Or master clock in/out to keep multiple boards in sync despite having separate USB connections - just stack up as many as you need for your channel count.
How about a self-calibrating DAC?
Where is the reference "perfect" sin wave here to calibrate against.
If there's DSP to run FFT it can conceivably also generate the sine and feed it to the DAC? With some hw changes of course.
That sin wave (analog out) is then only as good as the DAC. The AP generates a precision analog sine wave as stimulus that sets the limit of what can be measured. If you want to calibrate a voltmeter you need a standard voltage to put into it that is as good or better than the resolution of the voltmeter.
Perhaps I misunderstood the product, but the way I read it you can monitor the FFT of the output of the DAC in real time and tweak the ESS THD compensation registers at the same time. You could generate a "perfect" digital sine wave, feed it to the DAC, and automatically adjust the THD compensation for the lowest harmonics values all using onboard hardware/firmware is what I meant by self-calibration. What am I missing?
I'm just having trouble with the wording of the OP, I assume it's not just a DAC but includes an analyzer and needs some processing power.
"Where is the reference "perfect" sin wave here to calibrate against"?Where is the reference "perfect" sin wave here to calibrate against.
An inexpensive high performance DAC with volume control and DSP/room correction would sell very, very well in my opinion, and I'm honestly surprised that there are basically no such products available.

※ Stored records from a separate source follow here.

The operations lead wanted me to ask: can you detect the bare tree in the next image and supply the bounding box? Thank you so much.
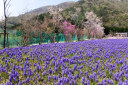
[3,0,11,48]
[49,7,63,42]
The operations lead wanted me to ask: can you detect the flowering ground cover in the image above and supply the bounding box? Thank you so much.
[0,39,128,85]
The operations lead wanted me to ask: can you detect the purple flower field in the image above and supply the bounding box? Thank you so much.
[0,39,128,85]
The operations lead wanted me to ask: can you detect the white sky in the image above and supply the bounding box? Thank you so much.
[0,0,78,19]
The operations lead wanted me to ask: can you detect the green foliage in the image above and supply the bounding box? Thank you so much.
[62,0,128,28]
[104,26,128,35]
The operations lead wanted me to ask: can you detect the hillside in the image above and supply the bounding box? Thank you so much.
[1,0,128,28]
[0,1,75,27]
[63,0,128,28]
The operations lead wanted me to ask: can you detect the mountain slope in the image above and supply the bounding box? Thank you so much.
[63,0,128,27]
[0,2,75,27]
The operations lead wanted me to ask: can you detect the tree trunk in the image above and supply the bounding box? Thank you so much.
[39,34,42,45]
[56,33,59,43]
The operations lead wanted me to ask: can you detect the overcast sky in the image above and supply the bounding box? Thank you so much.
[0,0,78,18]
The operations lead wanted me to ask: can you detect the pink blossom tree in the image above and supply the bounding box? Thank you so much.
[83,12,104,39]
[62,21,75,41]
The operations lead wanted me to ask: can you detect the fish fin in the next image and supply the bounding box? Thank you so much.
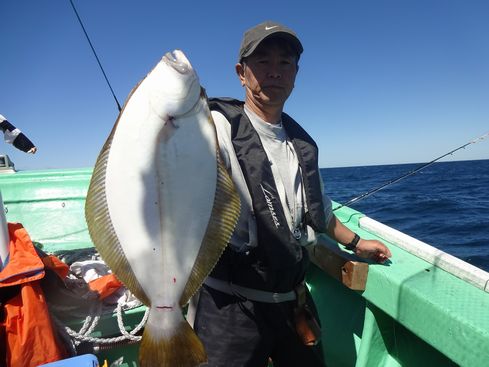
[85,116,150,305]
[139,310,207,367]
[180,137,241,306]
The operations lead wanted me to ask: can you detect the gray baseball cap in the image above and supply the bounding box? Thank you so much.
[238,21,304,62]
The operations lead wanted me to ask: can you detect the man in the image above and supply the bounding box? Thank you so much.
[194,22,391,367]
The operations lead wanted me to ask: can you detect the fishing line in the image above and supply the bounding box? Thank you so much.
[70,0,122,112]
[333,132,489,211]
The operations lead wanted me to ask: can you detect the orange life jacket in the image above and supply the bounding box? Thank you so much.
[0,223,69,367]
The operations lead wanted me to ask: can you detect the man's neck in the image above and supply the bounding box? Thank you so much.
[245,98,283,124]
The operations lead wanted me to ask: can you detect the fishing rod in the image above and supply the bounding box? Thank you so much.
[333,132,489,211]
[70,0,122,112]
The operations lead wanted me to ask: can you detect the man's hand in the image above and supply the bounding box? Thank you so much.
[355,239,392,264]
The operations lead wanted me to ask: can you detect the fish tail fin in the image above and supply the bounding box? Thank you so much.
[139,310,207,367]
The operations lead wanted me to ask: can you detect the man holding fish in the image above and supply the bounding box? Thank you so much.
[194,21,391,367]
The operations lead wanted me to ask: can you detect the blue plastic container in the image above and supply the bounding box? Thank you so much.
[39,354,100,367]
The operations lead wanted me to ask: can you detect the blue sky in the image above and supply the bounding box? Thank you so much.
[0,0,489,169]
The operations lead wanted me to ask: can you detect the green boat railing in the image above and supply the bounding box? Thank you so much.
[0,169,489,367]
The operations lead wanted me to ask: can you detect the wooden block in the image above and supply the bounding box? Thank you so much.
[308,238,368,291]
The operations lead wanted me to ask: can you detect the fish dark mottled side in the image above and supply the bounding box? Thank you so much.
[85,50,240,367]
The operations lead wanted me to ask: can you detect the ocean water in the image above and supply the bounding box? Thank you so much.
[321,160,489,271]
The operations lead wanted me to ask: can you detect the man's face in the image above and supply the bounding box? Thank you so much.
[236,40,297,107]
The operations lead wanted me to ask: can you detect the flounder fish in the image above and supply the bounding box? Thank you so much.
[85,50,240,367]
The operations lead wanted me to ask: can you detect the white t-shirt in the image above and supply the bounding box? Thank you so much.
[212,106,333,251]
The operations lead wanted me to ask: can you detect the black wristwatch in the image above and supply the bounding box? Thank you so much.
[345,233,360,251]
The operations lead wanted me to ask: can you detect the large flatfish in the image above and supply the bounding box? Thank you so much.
[85,50,240,367]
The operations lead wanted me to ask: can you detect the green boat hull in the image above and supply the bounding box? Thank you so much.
[0,169,489,366]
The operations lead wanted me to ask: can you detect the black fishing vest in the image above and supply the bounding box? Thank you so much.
[209,98,326,292]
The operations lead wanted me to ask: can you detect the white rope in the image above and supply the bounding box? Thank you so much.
[53,303,149,349]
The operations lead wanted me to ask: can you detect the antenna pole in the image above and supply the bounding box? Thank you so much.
[70,0,122,112]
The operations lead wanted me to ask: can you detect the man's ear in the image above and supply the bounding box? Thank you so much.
[235,63,245,86]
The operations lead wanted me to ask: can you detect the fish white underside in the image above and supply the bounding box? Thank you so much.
[106,92,217,307]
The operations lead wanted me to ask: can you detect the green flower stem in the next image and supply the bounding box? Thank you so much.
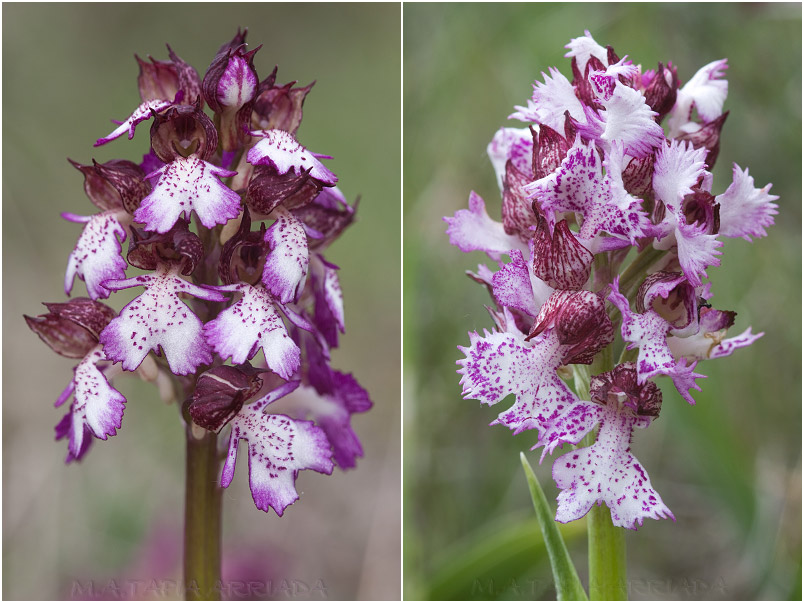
[184,427,222,600]
[586,505,628,600]
[620,247,666,299]
[583,346,628,600]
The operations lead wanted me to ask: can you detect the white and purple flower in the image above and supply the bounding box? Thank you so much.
[444,31,778,529]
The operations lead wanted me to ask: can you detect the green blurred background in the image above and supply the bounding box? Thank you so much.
[3,3,401,599]
[403,3,802,600]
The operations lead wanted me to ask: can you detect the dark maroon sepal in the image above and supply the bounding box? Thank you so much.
[201,29,262,151]
[572,56,606,109]
[623,154,654,198]
[635,270,698,329]
[644,63,679,123]
[682,188,720,234]
[127,219,204,276]
[526,291,614,364]
[218,207,270,285]
[187,362,263,432]
[533,214,594,290]
[251,67,315,135]
[134,45,201,103]
[589,362,662,417]
[293,190,360,249]
[531,122,575,180]
[676,111,729,171]
[67,159,151,214]
[604,46,625,66]
[246,165,323,215]
[24,297,117,359]
[151,97,218,163]
[502,159,536,239]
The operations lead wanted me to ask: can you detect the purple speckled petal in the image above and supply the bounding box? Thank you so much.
[667,309,764,360]
[491,249,544,318]
[608,276,703,404]
[287,366,372,469]
[553,402,675,529]
[676,224,723,286]
[668,358,706,406]
[56,345,126,461]
[100,270,226,374]
[221,382,334,516]
[316,255,346,332]
[532,401,604,463]
[62,210,128,299]
[667,59,729,137]
[248,130,338,186]
[134,155,240,234]
[578,80,664,158]
[653,140,723,286]
[511,67,586,131]
[709,326,765,359]
[458,330,577,434]
[95,98,175,146]
[444,191,527,261]
[53,411,95,464]
[653,140,706,211]
[589,57,639,100]
[715,163,779,241]
[262,212,310,303]
[204,284,301,380]
[486,128,533,190]
[524,136,650,246]
[609,277,676,384]
[564,29,609,73]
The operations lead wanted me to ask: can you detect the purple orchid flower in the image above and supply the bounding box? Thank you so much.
[444,31,778,529]
[26,30,371,516]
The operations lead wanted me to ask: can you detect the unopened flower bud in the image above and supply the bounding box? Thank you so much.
[187,362,262,432]
[24,297,117,358]
[68,159,151,214]
[251,67,315,134]
[527,291,614,364]
[134,45,201,103]
[201,30,262,151]
[151,97,218,163]
[589,362,662,416]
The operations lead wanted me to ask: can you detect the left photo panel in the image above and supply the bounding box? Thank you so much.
[2,3,402,600]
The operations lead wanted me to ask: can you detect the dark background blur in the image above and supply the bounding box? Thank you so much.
[3,3,400,599]
[403,3,802,600]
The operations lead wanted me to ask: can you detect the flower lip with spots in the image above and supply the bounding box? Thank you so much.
[444,31,778,529]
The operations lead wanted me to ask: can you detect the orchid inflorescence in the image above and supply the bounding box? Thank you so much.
[444,31,778,529]
[26,30,371,516]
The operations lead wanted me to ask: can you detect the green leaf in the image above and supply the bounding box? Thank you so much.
[519,453,588,600]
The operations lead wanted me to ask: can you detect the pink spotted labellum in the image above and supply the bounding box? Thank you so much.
[25,30,372,516]
[444,32,777,529]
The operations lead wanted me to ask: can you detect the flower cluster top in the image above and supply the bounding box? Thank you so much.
[444,31,778,529]
[26,30,371,515]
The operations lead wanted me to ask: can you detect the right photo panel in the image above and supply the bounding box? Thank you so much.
[403,3,802,600]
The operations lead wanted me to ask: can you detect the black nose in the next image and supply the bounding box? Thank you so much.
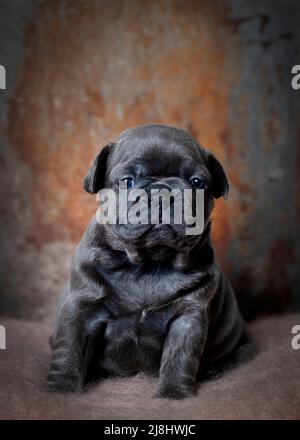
[149,181,174,223]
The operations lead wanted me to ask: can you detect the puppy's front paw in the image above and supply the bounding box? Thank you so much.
[156,383,196,399]
[47,371,83,393]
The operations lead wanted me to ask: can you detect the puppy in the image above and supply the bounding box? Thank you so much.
[48,125,254,398]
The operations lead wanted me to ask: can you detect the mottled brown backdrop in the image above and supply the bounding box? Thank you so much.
[0,0,300,319]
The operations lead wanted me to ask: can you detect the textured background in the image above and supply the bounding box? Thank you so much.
[0,0,300,320]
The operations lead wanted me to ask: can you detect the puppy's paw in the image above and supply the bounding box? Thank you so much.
[156,383,196,399]
[47,371,84,393]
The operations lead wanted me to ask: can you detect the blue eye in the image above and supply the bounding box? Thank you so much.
[122,177,134,189]
[190,177,206,189]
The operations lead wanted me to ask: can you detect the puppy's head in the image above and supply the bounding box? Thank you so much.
[84,125,229,262]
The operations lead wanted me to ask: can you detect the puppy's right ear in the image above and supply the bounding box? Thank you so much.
[83,143,114,194]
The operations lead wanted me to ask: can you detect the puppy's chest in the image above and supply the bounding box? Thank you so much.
[99,296,176,376]
[105,262,201,314]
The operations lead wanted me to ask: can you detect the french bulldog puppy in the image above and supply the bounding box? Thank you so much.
[48,125,253,398]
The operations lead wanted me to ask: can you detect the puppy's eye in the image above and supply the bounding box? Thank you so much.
[122,177,134,189]
[190,177,206,189]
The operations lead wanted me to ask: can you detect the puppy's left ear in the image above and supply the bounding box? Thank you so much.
[207,153,229,199]
[83,143,114,194]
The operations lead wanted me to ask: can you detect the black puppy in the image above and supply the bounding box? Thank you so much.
[48,125,252,398]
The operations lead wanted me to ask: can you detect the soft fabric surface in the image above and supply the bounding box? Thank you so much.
[0,315,300,419]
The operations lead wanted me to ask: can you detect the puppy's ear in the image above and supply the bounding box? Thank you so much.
[207,153,229,199]
[83,144,114,194]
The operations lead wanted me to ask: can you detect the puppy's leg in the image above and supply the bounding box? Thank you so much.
[158,303,208,399]
[47,299,105,392]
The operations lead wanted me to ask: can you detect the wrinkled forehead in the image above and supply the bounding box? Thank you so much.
[110,128,204,174]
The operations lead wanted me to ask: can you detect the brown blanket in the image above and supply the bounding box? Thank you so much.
[0,315,300,419]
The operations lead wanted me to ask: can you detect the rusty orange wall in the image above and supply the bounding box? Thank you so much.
[0,0,300,317]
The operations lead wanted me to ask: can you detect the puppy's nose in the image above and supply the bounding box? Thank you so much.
[151,182,173,191]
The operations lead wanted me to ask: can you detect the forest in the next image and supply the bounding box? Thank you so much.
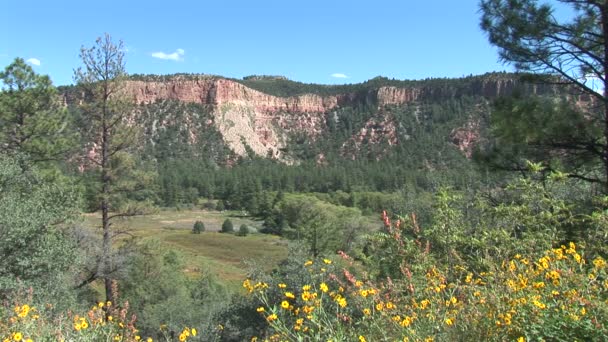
[0,0,608,342]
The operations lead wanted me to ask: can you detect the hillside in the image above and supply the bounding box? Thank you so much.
[65,73,546,163]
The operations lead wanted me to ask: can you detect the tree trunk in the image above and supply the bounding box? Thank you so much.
[101,94,114,302]
[601,3,608,193]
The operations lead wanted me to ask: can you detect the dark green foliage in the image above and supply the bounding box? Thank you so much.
[0,58,77,162]
[221,219,234,233]
[236,224,249,236]
[121,240,229,338]
[480,0,608,187]
[192,221,205,234]
[0,155,80,307]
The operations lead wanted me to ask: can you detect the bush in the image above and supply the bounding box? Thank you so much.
[236,224,249,236]
[222,219,234,233]
[192,221,205,234]
[215,201,226,211]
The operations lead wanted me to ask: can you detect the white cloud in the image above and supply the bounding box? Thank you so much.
[331,73,348,78]
[26,58,40,66]
[152,49,186,61]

I guess that's down to the tolerances on your individual DAC clocks, and how long you leave it running before doing something that effectively resyncs them. The alsa docs do explicitly mention it though.Do the individual DACs go out of sync more than a few cycles worth anyways?
gvl, "perfect" sine-wave in the digital domain isn't a big deal, right? DSP does that within its resolution 24/96, I see no difference DSP digital sine vs AP digital sine, 9038 has exactly the same THD. And you are right, you can tweak 2nd and 3rd harmonic compensation, and see the resulting harmonics online. In fact 9038AP is DAC+HPA+"AP-like analyzer at single frequency 1kHz". In the same way, as you can adjust THD of ES9038 at standard 1kHz, if you have a real AP analyzer, you can do the same with my 150x50mm board without AP analyzer.